Burberry hails transformation progress despite sluggish results
Burberry was upbeat as it reported preliminary results for the year to March 30 on Thursday morning and while the figures weren’t spectacular, it has to be remembered that the company is investing heavily in transforming itself into a much more luxury-focused entity and these things do take time.
“We made excellent progress in the first year of our plan to transform Burberry, while at the same time delivering financial performance in line with expectations,” CEO Marco Gobbetti said. “Riccardo Tisci's first collections arrived in stores at the end of February and the initial reaction from customers is very encouraging. The implementation of our plan is on track, we are energised by the early results and we confirm our outlook for FY 2020.”
So let’s look at the figures that drove his optimism. Revenue rose 1% currency-neutral (CN) but was flat on a reported basis at £2.72bn. Excluding beauty wholesale (you’ll remember that the company moved its in-house beauty ops to Coty), revenue rose 2% both reported and CN. Like-for-like retail sales rose 2% with total retail sales flat at £2.186bn. And wholesale, excluding beauty, was up 7% CN or 8% reported.

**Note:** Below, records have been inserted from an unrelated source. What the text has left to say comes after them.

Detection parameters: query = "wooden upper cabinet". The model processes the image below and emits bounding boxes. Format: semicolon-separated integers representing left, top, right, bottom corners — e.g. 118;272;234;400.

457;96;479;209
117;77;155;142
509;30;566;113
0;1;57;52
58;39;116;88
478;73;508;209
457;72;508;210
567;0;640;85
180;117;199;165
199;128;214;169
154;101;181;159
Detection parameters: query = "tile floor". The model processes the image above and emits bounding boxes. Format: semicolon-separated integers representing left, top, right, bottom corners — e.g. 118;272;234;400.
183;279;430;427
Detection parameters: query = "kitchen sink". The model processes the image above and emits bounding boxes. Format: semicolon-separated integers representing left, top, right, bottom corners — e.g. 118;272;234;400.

In fact, wholesale was slightly ahead of expectations due to shipment timings and really benefited in Asia Pacific with “exceptional growth supported by strong Chinese spending in travel retail.” EMEIA also managed to rise in mid-single-digits with “growth from luxury doors more than offsetting the closures of non-luxury doors.” But The Americas declined by a mid-single-digit percentage impacted by the exit from those non-luxury locations in H2.

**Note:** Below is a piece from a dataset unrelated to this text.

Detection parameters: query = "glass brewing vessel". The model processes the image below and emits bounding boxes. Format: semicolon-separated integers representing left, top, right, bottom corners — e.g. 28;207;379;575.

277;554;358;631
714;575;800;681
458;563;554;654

Adjusted operating profit fell 6% to £438m, while actual operating profit rose 7% to £437m. The gross margin fell 100bps, dented by currency exchange effects and “growing investment in product.” But the company was helped by cost savings.
And it continues to expect “broadly stable” revenue and adjusted operating margin CN for the 2020 financial year.

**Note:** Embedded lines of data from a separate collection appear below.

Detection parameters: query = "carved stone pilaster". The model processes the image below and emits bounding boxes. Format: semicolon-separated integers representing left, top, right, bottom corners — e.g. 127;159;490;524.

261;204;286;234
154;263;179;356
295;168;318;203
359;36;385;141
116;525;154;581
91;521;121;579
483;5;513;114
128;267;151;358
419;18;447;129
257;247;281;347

On the surface, a far-from-spectacular report, but it was a year in which a lot happened as the firm reshaped itself into something more closely resembling the giants of European luxury goods, rather than the Burberry of old.
And, as the earning's report's strong wholesale focus shows, its new approach seems to be having a big impact on this channel in particular with “excellent wholesale sell-in” of new collections and “strong double-digit percentage growth year-on-year from Riccardo Tisci's first collections.”
The transformation has also seen the company putting a heavy focus on digital and introducing the B-Series limited-edition monthly drops sold on social platforms, while partnering with Instagram on the Checkout launch for in-app Instagram shopping.
In the directly-operated physical space, it has been refreshing its stores and closing 38 smaller, non-strategic retail stores, a process that will continue this year.
While all of this may not yet be feeding though into higher sales and booming profits, the company said it has “helped reignite brand heat and significantly shift consumer perceptions of Burberry” with new 3m new social media followers “and significantly increased engagement on Instagram.”
On the product front, the company said a full-look merchandising initiative has driven improvements in cross-selling, benefiting tops, skirts and trousers. And customers “responded positively to new bags,” although the overall category performance “was impacted by softness in older lines.”
Regionally, the performance varied quite widely. In Asia Pacific, for instance, low-single-digit growth wasn’t that impressive and even the booming Chinese market only managed to rise in low-single-digits too. Chinese tourists are key to growth (or lack of it) in the region and that can be seen by Japan declining in low-single-digits on softer tourist flows towards the end of the year. But Korea got boost from more Chinese tourist visits.
In the important EMEIA region, the UK delivered mid-single-digit growth, benefiting from improved tourist spending in the second half, but continental Europe grew only in low-single-digits and the Middle East declined, “impacted by the macro-environment.”
Meanwhile the US grew in low-single-digits with the second half hurt by softer local footfall. Tourist flows also remained subdued last year.
All this makes it clear that ‘new’ Burberry remains a work in progress, but it seems to be getting closer to where it wants to be. We await further developments with interest.